By Hovannes Shoghikian
An Armenian appeals court upheld on Wednesday the controversial pre-trial detention of the editor of an independent newspaper critical of the government who is facing up to five years in prison for alleged draft evasion.

The panel of three judges rejected a petition to overturn a lower court ruling that allowed state prosecutors to keep Arman Babajanian of the “Zhamanak Yerevan” newspaper under a two-month pre-trial arrest.

Babajanian’s lawyer, Robert Grigorian, argued that Armenia’s criminal code allows for his client’s release on bail and assured the judges that the editor would not obstruct the investigation or flee the country. “I believe there were sufficient grounds for the court to accept our petition,” he said after the announcement of the verdict.

The petition was also signed by several members of the Armenian parliament who offered to pay for the bail and guarantee Babajanian’s “proper behavior” before and during the trial. Grigorian said he will likely appeal to the Court of Cassation, the highest body of criminal justice in Armenia.
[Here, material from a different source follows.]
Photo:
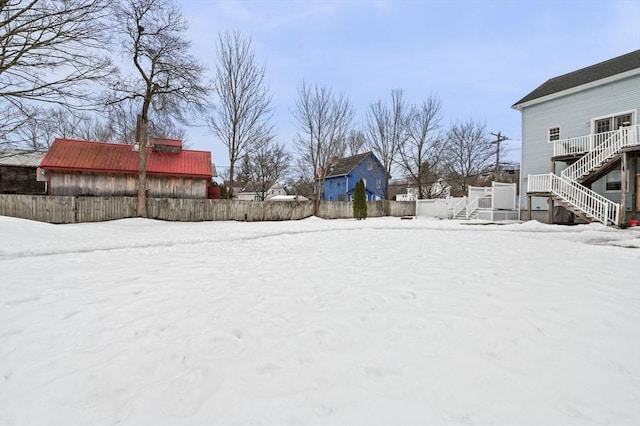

Babajanian, 30, was detained in his office June 26 and charged with forging personal documents to avoid compulsory military service in 2002. Prosecutors investigating the case say he confessed to the charges before being remanded in a two-month pre-trial custody by a court in Yerevan. In a subsequent written statement, Babajanian claimed to be “persecuted” by the Armenian authorities for his professional activities but did not specify whether he did plead guilty to the accusations.

In a joint statement last week, the editors of Armenia’s leading newspapers suggested that the case is politically motivated and demanded that their colleague be set free at least until the end of his trial. Similar demands were voiced by six non-governmental organizations involved in human rights and press freedom advocacy.

Also expressing concern about Babajanian’s prosecution was the New York-based Committee to Protect Journalists (CPJ). “We are very concerned that the criminal case against Arman Babajanian may be related to his journalism,” its executive director, Joel Simon, said in a statement on Friday. “We call on Armenian authorities to release him pending trial and make their evidence against him public.”